Por eso “han aparecido o van a aparecer más de diez libros, la mayoría en abril o mayo, con títulos que prometen romper, desmentir, hacer saltar o descodificar “El Código Da Vinci”. “Es importante que hablemos alto y claro, porque este libro es un ataque directo contra la fe cristiana”, dice Erwin Lutzer, autor del libro The Da Vinci Deception e influyente pastor evangélico de Chicago.

Otra réplica es Cracking Da Vinci’s Code, firmada por Peter Jones y James Garlow, pastor protestante de San Diego. Dice Garlow al New York Times: “No creo que sea solo una novela inocente con una trama que cautiva. Creo que su objetivo es convencer a la gente de una concepción [del cristianismo] incorrecta e históricamente inexacta”.

Aunque la novela imagina una conspiración vaticana para ocultar la verdadera historia de Jesús, Goodstein señala que “entre los críticos hay protestantes evangélicos y católicos”. En uno y otro campo, “se ofrecen en las iglesias folletos y guías para lectores a los que la novela haya llevado a cuestionarse su fe. Las conferencias y sermones sobre “El Código Da Vinci” atraen a numeroso público”.

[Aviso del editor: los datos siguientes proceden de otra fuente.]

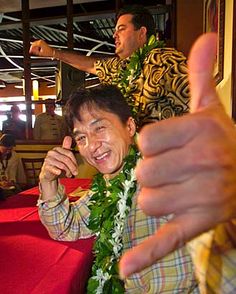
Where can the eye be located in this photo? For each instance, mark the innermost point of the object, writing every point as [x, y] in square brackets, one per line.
[100, 128]
[80, 140]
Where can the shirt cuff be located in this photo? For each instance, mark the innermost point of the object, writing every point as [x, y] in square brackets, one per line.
[49, 203]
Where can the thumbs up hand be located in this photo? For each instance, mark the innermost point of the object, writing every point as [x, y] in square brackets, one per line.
[189, 166]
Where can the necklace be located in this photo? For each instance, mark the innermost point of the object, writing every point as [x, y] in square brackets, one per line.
[109, 207]
[4, 166]
[130, 70]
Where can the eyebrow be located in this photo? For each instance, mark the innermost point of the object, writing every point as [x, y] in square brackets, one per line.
[77, 132]
[120, 27]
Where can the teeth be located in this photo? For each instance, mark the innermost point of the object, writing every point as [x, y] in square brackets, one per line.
[101, 157]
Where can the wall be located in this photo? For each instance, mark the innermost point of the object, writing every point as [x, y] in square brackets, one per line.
[189, 15]
[189, 23]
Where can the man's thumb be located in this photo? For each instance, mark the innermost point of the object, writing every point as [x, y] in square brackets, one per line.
[201, 62]
[67, 142]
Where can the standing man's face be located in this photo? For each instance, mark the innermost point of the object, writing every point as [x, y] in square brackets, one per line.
[103, 140]
[50, 109]
[127, 38]
[5, 150]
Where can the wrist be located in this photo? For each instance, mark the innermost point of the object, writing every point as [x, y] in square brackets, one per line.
[55, 54]
[48, 189]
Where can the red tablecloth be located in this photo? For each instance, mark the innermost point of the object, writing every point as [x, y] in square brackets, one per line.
[30, 261]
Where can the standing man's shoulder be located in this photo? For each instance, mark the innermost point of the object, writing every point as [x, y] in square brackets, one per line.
[166, 54]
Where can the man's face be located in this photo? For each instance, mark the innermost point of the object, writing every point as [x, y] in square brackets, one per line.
[5, 150]
[50, 108]
[103, 140]
[127, 38]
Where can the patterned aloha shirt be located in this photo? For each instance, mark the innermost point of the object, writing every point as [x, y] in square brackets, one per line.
[161, 91]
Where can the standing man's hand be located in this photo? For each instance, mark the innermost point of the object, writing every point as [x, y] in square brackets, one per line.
[189, 167]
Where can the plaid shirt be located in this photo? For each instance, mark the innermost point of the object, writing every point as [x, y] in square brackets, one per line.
[173, 274]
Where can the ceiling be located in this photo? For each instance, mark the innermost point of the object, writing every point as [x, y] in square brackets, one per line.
[93, 26]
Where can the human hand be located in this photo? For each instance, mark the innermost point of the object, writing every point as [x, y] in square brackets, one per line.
[189, 167]
[58, 160]
[41, 48]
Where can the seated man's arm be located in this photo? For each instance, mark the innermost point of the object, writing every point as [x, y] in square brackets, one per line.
[64, 221]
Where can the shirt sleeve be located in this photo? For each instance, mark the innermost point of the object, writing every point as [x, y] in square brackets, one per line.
[106, 70]
[64, 220]
[13, 166]
[176, 82]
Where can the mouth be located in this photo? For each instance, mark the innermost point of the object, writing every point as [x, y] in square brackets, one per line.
[102, 157]
[117, 44]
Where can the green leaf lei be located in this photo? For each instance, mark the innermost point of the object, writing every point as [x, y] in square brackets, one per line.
[109, 207]
[131, 71]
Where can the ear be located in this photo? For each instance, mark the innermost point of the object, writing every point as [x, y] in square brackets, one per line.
[131, 126]
[143, 33]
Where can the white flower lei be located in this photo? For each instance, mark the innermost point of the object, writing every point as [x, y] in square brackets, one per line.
[119, 222]
[109, 206]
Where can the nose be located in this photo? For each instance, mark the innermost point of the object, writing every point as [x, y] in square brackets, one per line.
[114, 34]
[93, 143]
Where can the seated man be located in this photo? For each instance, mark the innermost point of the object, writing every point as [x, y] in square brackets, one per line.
[104, 132]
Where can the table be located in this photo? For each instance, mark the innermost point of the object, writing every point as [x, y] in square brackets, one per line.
[30, 261]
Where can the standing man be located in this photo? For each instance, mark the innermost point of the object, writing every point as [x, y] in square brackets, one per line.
[14, 125]
[48, 125]
[10, 166]
[104, 132]
[153, 80]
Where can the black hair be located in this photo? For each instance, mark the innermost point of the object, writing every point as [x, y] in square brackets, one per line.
[104, 97]
[141, 17]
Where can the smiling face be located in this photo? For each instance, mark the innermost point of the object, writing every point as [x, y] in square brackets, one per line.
[103, 140]
[127, 38]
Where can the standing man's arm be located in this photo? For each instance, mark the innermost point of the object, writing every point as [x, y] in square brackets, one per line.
[82, 62]
[201, 189]
[36, 129]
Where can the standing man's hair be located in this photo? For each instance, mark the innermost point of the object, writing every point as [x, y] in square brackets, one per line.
[141, 18]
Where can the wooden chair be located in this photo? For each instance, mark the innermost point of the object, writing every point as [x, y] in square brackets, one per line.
[32, 167]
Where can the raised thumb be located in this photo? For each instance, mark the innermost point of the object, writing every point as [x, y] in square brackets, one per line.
[201, 63]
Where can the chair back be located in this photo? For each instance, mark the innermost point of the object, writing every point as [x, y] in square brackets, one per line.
[32, 167]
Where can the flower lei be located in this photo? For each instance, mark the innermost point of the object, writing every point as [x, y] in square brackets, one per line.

Una crítica más a la obra de Dan Brown es Decoding Da Vinci, de Amy Welborn, católica, periodista del semanario Our Sunday Visitor. En la entrevista para Zenit, Welborn explica: “Dentro del marco de su novela, Dan Brown presenta muchas afirmaciones sobre la historia, la religión y el arte. Las presenta como verdad, no como parte de su mundo de ficción”.

Desde las páginas del Weekly Standard (22-IX-2003), la escritora Cynthia Grenier afirma sobre “El Código Da Vinci” que “se puede hablar de una extremista visión feminista” de la fe cristiana y católica. “Llámenme escéptica -escribe-, pero no estoy dispuesta a comprar esta novela. Los rituales que él relata son fruto de una mezcolanza de varios cuentos imaginarios. Si usted alguna vez ha considerado la posibilidad de que el Santo Grial buscado por los caballeros del Rey Arturo es realmente el vientre de la Magdalena, entonces “El Código Da Vinci” es su novela. Si su imaginación nunca le ha inquietado en este sentido, lo mejor es olvidar la novela. Seguramente a usted se le habrá caído de las manos este libro de 454 páginas cuando su autor le relate su último descubrimiento: bajo la enorme pirámide de cristal del patio del Louvre se hallan los huesos de la mujer de Jesús”. Y sobre los múltiples errores geográficos e históricos contenidos en el libro, la escritora concluye: “Por favor, alguien debería dar a este hombre y a sus editores unas clases básicas sobre la historia del cristianismo y un mapa”.